Telles étaient, au printemps 1975, les principales conclusions tirées par les responsables politiques et les aménageurs, au vu des premiers résultats du recensement 1968-75. Les motifs de satisfaction — freinage de la région parisienne, dynamisme nouveau des régions de l'Ouest et du littoral — étaient contrebalancés par de nouvelles inquiétudes au nord, à l'est, comme sur tout ce ventre mou de la France, où, dans 16 départements, la population a diminué et où parfois, dans les villages et les campagnes désertés, la vie se retire lentement.

Là se situent les dangers les plus graves pour une unité nationale, finalement beaucoup plus menacée par les distorsions économiques et démographiques que par les revendications régionalistes.

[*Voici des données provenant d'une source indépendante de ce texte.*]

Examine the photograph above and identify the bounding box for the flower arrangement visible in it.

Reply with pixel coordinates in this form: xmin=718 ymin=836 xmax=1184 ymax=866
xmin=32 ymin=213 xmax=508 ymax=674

Les 22 régions : bilans et promesses

Documents de base établis dans le cadre de la préparation du VIIe Plan, les rapports d'orientation générale ont été présentés par les préfets de région, fin 1975 et début 1976, devant les assemblées constituant l'établissement public régional : conseil régional et comité économique et social. Ils permettent tout à la fois de dresser un constat de la situation des régions et de dégager leurs perspectives de développement à moyen terme. C'est pourquoi le Journal de l'année a effectué une synthèse de ces différents rapports, qui donnent une image assez précise des 22 provinces françaises en 1975-1976, tout en mettant en valeur, dans chaque cas, les peints les plus importants pour l'avenir de la région. Les données des tableaux sont extraites de Statistiques et indicateurs des régions françaises et Structure des salaires dans l'industrie ; INSEE 1972. Les chiffres entre parenthèses indiquent les années de référence.

Nord-Pas-de-Calais

Intensifier l'effort de reconversion

Le bouleversement de certaines structures socioéconomiques a nécessité, dans le Nord-Pas-de-Calais plus que partout ailleurs, un important mais difficile effort de conversion. Et cet effort a dû se porter en priorité sur deux secteurs menacés, celui du monde rural et celui du bassin minier.

La conversion du monde rural

La population active agricole comptait 169 000 personnes en 1954, 106 000 en 1968 et 90 000 seulement en 1974. Cette régression rapide est « un indice de l'évolution d'un monde qui ne dispose pas de tous les moyens d'organiser son avenir [...]. L'enjeu, c'est le maintien de la population rurale au-dessus de certains seuils, soit pour éviter l'effondrement et l'abandon, soit pour résister à la submersion d'une croissance urbaine anarchique trop forte ». Pour enrayer « une tendance, lourde, mécanique », l'exode agricole, réputé inéluctable, les experts peuvent s'appuyer sur une contre-tendance, encore fragile, et qui repose sur la redécouverte des aspects positifs de certains modes de vie et de travail, échappant à la concentration urbaine et économique.

La stratégie régionale vise donc à favoriser l'éclosion d'un nouveau type de relations entre monde urbain et monde rural. Elle pourrait comporter trois volets :
– favoriser une politique d'équipement valorisant les atouts du milieu rural et assurant une complémentarité de fait avec ceux du milieu urbain ;
– rechercher une prise en charge rapide de cette stratégie par les intéressés, « sinon elle n'aurait aucune chance de se développer » ;
– s'efforcer, sur un territoire donné, d'engager des actions articulées entre elles.

Pour atteindre ces objectifs, un certain nombre de moyens sont envisagés. Par exemple : orienter délibérément les petites entreprises vers quelques pôles d'industrialisation en milieu rural ; implanter des classes vertes, des maisons de retraite et de convalescence ; développer « l'accessibilité » par la promotion des transports collectifs et du téléphone ; favoriser le logement social locatif en petites unités ; développer le tourisme et la protection de l'environnement ; accélérer le remembrement, protéger les zones agricoles proches des villes, défendre l'élevage et les cultures spécialisées.

La conversion du bassin minier

145 000 en 1954, 83 000 en 1968, 47 000 en 1974, et, sans doute, moins de 8 500 en 1985 : telle est la chute des effectifs employés par les Houillères. Résultat : le bassin minier perd sa population. La zone de Lens, notamment, accuse une forte diminution (– 4,1 % de 1968 à 1975), malgré un excédent naturel important. De même, Douai et Valenciennes révèlent une forte aggravation de leur déficit migratoire.